I am literally trying to reuse the code from the final lecture in order to make my own Chatbot. However, I am using open source models rather than OpenAI ones. However, I am getting errors running the code. It would be really appreciated if someone could let me know where the error is coming from. Thank you.

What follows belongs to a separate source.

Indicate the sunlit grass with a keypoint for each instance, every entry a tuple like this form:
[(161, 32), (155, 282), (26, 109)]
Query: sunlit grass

from langchain_community.embeddings import HuggingFaceEmbeddings
from langchain_community.llms import HuggingFaceHub
from langchain import HuggingFacePipeline
from langchain.text_splitter import RecursiveCharacterTextSplitter
from langchain.vectorstores import DocArrayInMemorySearch
from langchain.document_loaders import PyPDFLoader
from langchain.chains import ConversationalRetrievalChain
from langchain_community.chat_models.huggingface import ChatHuggingFace
import os
import panel as pn
import param
pn.extension()
from dotenv import load_dotenv, find_dotenv
_ = load_dotenv(find_dotenv())
huggingface_token = os.environ["HUGGINGFACEHUB_API_TOKEN"]
llm = HuggingFaceHub(
repo_id = "EleutherAI/polyglot-ko-3.8b",
task="text-generation",
model_kwargs={
"max_new_tokens": 128,
"temperature": 0.5
}
)
def load_db(file, chain_type, k):
# load documents
loader = PyPDFLoader(file)
documents = loader.load()
# split documents
text_splitter = RecursiveCharacterTextSplitter(
chunk_size=500,
chunk_overlap=50
)
docs = text_splitter.split_documents(documents)
# define embedding
embeddings = HuggingFaceEmbeddings(model_name="jhgan/ko-sroberta-multitask", model_kwargs={"device": 'cpu'}
, encode_kwargs={'normalize_embeddings': False})
# create vector databse
db = DocArrayInMemorySearch.from_documents(docs, embeddings)
# define retriever
retriever = db.as_retriever(search_type="similarity", search_kwargs={"k": k})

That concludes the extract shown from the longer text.